I finally invested in a nice eyeshadow brush from Sephora, and you guys, I still haven't washed it. It's been months. The poor thing has gone from gold glitter to dark brown eyeshadow and back again, and the only "cleaning" it's ever received is a vigorous brushing against the back of my hand to rid it of whatever color it used last. Incidentally, used makeup brushes collect all sorts of lovely things like dead skin cells. This can't go on.
I don't know about you, but I'd like to continue applying eyeshadow without developing a raging case of pinkeye — or worse, ocular tuberculosis, which is a thing I just invented to scare us all into submission — so I did a little research and here's what I learned. There are four household items you can use to clean your makeup brushes, and you're going to treat your them exactly like the thing that they're made of: hair.

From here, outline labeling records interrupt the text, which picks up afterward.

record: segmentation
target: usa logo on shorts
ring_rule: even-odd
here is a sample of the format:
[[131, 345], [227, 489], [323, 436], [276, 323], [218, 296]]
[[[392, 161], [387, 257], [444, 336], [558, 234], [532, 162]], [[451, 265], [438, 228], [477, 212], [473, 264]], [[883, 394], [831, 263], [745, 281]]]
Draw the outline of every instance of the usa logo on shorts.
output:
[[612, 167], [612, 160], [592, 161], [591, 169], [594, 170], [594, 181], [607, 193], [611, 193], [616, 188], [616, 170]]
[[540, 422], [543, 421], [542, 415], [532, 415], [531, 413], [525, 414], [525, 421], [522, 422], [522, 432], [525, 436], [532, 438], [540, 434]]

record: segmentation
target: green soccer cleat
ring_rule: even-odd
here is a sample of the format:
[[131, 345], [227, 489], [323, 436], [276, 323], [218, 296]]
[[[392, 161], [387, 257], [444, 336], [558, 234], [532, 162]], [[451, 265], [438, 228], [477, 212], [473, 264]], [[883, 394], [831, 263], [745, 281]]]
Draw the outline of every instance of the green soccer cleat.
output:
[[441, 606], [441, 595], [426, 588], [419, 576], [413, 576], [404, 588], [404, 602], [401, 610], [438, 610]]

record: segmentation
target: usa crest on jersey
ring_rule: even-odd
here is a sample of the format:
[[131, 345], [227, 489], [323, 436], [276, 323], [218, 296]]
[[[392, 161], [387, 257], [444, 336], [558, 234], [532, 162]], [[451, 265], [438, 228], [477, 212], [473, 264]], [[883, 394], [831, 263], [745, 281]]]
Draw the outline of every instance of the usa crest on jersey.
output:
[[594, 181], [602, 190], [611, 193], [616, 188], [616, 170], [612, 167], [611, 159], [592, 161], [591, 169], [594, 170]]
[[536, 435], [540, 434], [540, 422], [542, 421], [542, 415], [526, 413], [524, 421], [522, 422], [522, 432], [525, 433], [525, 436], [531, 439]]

1. Clarifying or baby shampoo
Fill a bowl with lukewarm water and a dollop of clarifying or baby shampoo. Swirl each brush around in the water until you've worked up a lather. You can use your fingers to lather up the brush, too; just be gentle with the bristles. Rinse beneath the faucet until the water runs clear.
2. Dish detergent
Not that you'd wash your hair in dish detergent, I hope, but if it's all you've got, it's a perfectly acceptable substitute for shampoo in the scenario above.
3. Basic soap
I'm talking unscented. Take that bar of soap, swirl your brush around on it like you're a barber in a good old-fashioned 1950s musical, and rinse out the lather.
4. A mild oil
What? Why is oil taking over the world? Because it's amazing, that's why. If you really like wearing makeup and your brushes are caked with the stuff, then you might want to grab yourself a few drops of olive or almond oil and start massaging all the gunk out of your brushes. Once the grime has dissolved, wash with one of the soapier options above.
No matter which method you use, do not let your brushes dry standing upward (hairs pointing toward the ceiling). According to The Beauty Department, the water will settle into the glue that's holding all the bristles together, and everything will start coming apart, and your life will be over. Lay your brushes on a towel, flat or on a gentle downward incline.
If after washing, the brush feels stiff and dry, it's perfectly acceptable to use a drop of conditioner on it — treat it like a tiny person's head! Rinse post-conditioning, of course. And try to clean your brushes about once a month. Remember: ocular tuberculosis.
(Stop everything, I just Googled it, it's a real thing. Disclaimer: You won't get it from dirty makeup brushes. BUT WHAT IF.)